Similar conditions exist as regards agriculture: the dispersal or decentralization of industry is necessarily accompanied by the dispersal or decentralization of agriculture. Food products are grown where they are to be consumed. Each hamlet, and indeed each family, has its own fields of maize, manioc and often sugar-cane. The village is enabled not only to provide itself with employment and with manufactured articles, but with foodstuffs, and, in the future, this circumstance might give rise to an intensive general settlement and contentment.

For trading conditions it may have its adverse side. But the question is how far trading should be encouraged as against economic settlement.


"As a result of the difficulty of communications, and also, perhaps, of the defective organization of trade, Brazil is far from forming a national market. Her territory may be decomposed into a host of little isolated markets, each independent of the other, each sufficing to itself. If the prices vary, neither rise nor fall affects the outer world. In Rio I find the sugar-planters in a state of joyful excitement: in a few months the price of sugar has risen by 100 per cent. Two days later I land in Paraná; there, in the narrow tropical belt of seaboard, are a few sugar-plantations, whose crop is sold on the plateau; not in the shape of sugar, but as 'brandy,' aguardiente, or, strictly speaking, rum. The local crop of cane is abundant, the owners of the sugar-mills at the foot of the serra are grumbling at having to sell their spirit at far below its usual price.[27] Similarly the price of coffee will fall in San Paolo and in Santos, until the Paulist coffee industry appears in actual danger, and the State undertakes the perilous business of running up the prices to save the planters. Yet in Ceará there are only a few growers, who can barely supply the consumers of the State, who are selling an inferior coffee at double the usual prices, and know no other anxiety than the fear that the drought may threaten their crops. Such contrasts are frequent. If such is the case with luxuries like sugar and coffee, what of the heavier products, whose transport is still more costly?

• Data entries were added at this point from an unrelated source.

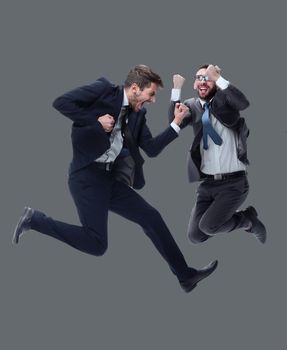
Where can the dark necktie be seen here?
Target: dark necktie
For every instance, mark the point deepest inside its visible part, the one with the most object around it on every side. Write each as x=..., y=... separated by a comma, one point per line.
x=208, y=129
x=128, y=137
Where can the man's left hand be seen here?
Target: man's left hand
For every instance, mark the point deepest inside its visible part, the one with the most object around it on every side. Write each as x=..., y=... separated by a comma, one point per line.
x=180, y=112
x=213, y=72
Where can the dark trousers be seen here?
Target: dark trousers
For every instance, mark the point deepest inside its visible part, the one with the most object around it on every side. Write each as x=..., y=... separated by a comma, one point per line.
x=216, y=207
x=95, y=192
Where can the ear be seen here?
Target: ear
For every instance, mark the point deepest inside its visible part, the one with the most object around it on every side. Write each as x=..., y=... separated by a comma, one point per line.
x=135, y=88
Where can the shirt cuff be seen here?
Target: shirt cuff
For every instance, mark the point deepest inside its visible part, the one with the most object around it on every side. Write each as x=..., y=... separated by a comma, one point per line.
x=175, y=94
x=175, y=127
x=222, y=83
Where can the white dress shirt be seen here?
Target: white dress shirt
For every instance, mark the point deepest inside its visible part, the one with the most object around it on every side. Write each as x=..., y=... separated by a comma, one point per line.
x=116, y=138
x=218, y=159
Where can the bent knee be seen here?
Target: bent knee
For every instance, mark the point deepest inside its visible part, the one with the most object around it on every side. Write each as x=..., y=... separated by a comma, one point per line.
x=197, y=236
x=97, y=249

"The limitation of the markets renders the economic life of the country unequal and ill-adjusted. It exposes it to continual partial crises which naturally check its development. When production exceeds consumption the local market cannot unload itself upon the neighbouring markets, in which the producers would perhaps receive better prices, since these, on account of the cost of transport, are shut off, as it were, by water-tight compartments. Prices accordingly fall, without any possible remedy; immediately production is limited and becomes insufficient; then prices rise, and there is no importations from without to limit their rise. Reawakened by better prices, production is once more stimulated; and its very improvement provokes a new crisis. I found the settlers of Paraná accustomed and even resigned to the sudden leaps of the market, which they had come to regard as a normal and inevitable state of affairs. They live, therefore, always in a state of uncertainty, never able to foresee what will be their resources for the coming year. The spirit of saving has decayed among them. In the same way wholesale trade used to suffer formerly from the extravagant variations of exchange. The Brazilians have at last come to understand the dangers of such conditions. There is only one remedy: to improve the means of communication. The great question of Brazil is above all a question of roads."[28]


In Brazil the question of means of transport is a serious one. The magnificent network of railways (largely built by British capital) serves only the more settled part of the country.

The great export trade of Brazil, with its staple products, furnishes a stream of gold, which, more or less, becomes dispersed throughout the country, and creates strong ties of union between the various States, which otherwise might not exist in unison.

As to sugar, however, Brazil is in large degree its own customer. The great export is coffee, as it was once sugar, and in part rubber. Meat also finds its principal market at home. Brazil will soon supply its own wants in flour, which now comes in part from Argentina.